Customer deposits (corporate and individual) account for 79% of total funding. Funds of National Bank and other banks comprise 18%, while debt financing only comprises 3% of funds.
So while diversification of funding for banks across eastern Europe means increasing the share of deposits, for Belarusbank it means the opposite.
“Belarusbank’s lending still depends mainly on deposits attracted from the customers, but we are trying to diversify our funding structure to lower potential liquidity risks,” says Novik.
With Belarusbank funds comprising 41% of all national banking funds, it is no surprise that the cost of international financing is cheaper than for other Belarus borrowers.
In September 2007 the Bank attracted the largest syndicated loan, of $105m, ever issued to a Belarusian borrower.
“And we also had a Eurobond issue planned, but current market turmoil prevents us from accessing the international bonds market.

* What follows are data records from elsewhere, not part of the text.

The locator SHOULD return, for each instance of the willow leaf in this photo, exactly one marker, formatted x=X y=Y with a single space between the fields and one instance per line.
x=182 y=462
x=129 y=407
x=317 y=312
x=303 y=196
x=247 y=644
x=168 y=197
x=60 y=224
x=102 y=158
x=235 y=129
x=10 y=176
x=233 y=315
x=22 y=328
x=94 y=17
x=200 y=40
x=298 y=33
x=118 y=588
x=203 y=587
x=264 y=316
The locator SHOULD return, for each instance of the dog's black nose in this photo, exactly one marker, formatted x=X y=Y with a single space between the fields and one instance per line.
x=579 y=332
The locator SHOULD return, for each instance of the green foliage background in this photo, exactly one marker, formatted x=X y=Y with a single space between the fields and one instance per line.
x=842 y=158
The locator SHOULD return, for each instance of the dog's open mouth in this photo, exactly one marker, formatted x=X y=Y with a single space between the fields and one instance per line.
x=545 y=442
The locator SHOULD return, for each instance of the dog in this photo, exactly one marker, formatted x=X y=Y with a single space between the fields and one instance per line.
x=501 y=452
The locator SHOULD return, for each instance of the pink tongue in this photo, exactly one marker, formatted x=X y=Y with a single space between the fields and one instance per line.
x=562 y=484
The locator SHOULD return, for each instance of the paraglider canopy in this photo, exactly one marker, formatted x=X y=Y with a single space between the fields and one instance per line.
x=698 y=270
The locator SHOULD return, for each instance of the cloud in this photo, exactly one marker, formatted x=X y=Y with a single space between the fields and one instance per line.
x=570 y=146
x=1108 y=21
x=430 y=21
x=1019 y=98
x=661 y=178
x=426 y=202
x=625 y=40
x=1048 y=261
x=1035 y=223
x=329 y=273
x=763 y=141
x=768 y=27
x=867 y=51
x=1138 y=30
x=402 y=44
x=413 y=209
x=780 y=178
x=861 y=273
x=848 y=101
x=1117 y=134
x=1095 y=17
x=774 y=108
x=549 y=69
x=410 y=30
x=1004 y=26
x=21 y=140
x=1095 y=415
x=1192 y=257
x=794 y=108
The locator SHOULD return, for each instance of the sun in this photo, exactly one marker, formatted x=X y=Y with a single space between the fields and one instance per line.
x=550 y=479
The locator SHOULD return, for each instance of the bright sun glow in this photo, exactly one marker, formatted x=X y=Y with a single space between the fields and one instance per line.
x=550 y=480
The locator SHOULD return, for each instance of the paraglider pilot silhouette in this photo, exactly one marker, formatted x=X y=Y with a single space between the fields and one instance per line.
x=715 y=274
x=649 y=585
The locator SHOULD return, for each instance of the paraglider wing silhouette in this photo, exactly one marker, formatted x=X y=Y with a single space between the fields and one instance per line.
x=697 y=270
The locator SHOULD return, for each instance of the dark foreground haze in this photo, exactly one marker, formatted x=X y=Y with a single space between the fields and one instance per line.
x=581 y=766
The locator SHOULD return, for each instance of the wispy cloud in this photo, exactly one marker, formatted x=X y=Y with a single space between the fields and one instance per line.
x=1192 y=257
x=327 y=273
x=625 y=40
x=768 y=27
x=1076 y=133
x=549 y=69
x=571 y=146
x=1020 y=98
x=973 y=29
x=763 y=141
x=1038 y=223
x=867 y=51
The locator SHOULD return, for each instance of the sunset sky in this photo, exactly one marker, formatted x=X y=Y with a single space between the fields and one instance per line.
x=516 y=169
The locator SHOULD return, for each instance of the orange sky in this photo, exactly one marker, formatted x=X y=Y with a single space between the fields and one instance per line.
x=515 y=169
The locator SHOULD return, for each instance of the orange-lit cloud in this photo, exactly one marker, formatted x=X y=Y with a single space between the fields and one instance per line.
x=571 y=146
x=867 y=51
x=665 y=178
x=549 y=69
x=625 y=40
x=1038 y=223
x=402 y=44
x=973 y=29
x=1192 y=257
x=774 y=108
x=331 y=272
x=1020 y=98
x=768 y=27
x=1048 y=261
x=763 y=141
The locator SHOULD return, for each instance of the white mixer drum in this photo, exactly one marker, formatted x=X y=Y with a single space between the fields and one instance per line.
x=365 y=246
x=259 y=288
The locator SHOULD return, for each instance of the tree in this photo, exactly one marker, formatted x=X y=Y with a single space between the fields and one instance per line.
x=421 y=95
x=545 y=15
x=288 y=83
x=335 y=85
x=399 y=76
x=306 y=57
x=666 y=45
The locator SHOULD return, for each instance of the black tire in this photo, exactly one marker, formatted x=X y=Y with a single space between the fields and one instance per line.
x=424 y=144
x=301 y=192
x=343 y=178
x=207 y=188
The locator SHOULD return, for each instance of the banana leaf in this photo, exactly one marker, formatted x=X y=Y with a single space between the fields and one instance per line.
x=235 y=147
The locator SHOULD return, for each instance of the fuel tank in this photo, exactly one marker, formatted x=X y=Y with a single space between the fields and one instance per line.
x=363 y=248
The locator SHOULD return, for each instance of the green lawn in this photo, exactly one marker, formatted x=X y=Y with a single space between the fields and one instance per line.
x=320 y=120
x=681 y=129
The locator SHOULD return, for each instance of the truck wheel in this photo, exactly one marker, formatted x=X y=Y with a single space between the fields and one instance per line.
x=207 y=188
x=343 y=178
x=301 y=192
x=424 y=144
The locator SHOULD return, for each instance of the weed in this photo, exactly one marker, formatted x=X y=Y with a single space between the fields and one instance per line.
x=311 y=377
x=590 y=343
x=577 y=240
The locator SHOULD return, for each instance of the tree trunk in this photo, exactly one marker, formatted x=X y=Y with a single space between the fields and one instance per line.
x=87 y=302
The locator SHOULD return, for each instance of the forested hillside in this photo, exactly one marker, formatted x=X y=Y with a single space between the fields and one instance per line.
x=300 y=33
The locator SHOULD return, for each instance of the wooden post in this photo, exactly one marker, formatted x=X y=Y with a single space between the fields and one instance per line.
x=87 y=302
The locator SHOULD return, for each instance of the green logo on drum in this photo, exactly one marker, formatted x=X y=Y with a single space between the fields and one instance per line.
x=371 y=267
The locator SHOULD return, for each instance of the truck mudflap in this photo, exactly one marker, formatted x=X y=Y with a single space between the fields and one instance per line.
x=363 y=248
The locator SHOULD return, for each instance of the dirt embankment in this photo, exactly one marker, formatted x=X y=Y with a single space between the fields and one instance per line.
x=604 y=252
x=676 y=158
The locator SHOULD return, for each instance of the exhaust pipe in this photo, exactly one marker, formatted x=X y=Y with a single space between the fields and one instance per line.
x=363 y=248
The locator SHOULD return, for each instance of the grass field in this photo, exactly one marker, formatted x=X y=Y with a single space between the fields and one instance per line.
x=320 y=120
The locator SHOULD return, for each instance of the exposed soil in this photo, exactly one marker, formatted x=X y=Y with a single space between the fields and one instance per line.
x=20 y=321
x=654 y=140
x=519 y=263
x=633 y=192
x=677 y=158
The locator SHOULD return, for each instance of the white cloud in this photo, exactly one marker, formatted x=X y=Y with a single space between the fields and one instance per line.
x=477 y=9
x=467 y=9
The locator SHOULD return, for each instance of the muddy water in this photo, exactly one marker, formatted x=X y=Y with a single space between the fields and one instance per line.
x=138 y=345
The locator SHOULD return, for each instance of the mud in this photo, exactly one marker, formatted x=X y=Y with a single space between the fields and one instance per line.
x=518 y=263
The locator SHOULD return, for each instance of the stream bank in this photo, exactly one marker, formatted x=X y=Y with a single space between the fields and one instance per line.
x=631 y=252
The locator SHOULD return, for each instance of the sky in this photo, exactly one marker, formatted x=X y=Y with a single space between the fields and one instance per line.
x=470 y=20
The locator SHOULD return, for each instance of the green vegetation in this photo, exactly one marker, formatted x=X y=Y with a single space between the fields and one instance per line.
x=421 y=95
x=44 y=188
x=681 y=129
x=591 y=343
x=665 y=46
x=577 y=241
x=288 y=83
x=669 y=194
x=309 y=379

We will make an attempt to issue Eurobonds next year,” says Novik.
Incredible as it may sound, given current global financial mayhem, “in spite of the current financial crisis and lack of liquidity we are quite optimistic about a possible IPO.”
However, underscoring what a pioneering move this would be in Belarus, Novik says it is not just international market conditions, but also the need for domestic legislative amendments that are the main current hitch.
“Currently we have draft proposals of potential IPO arrangers from the leading financial institutions of the world,” Novik adds. “Belarusbank analysts are researching the market in order to identify windows of opportunity for an IPO. The bank will finish all pre-IPO formalities in 2009-2010 – but the final decision will, indeed, depend on the health of the market.”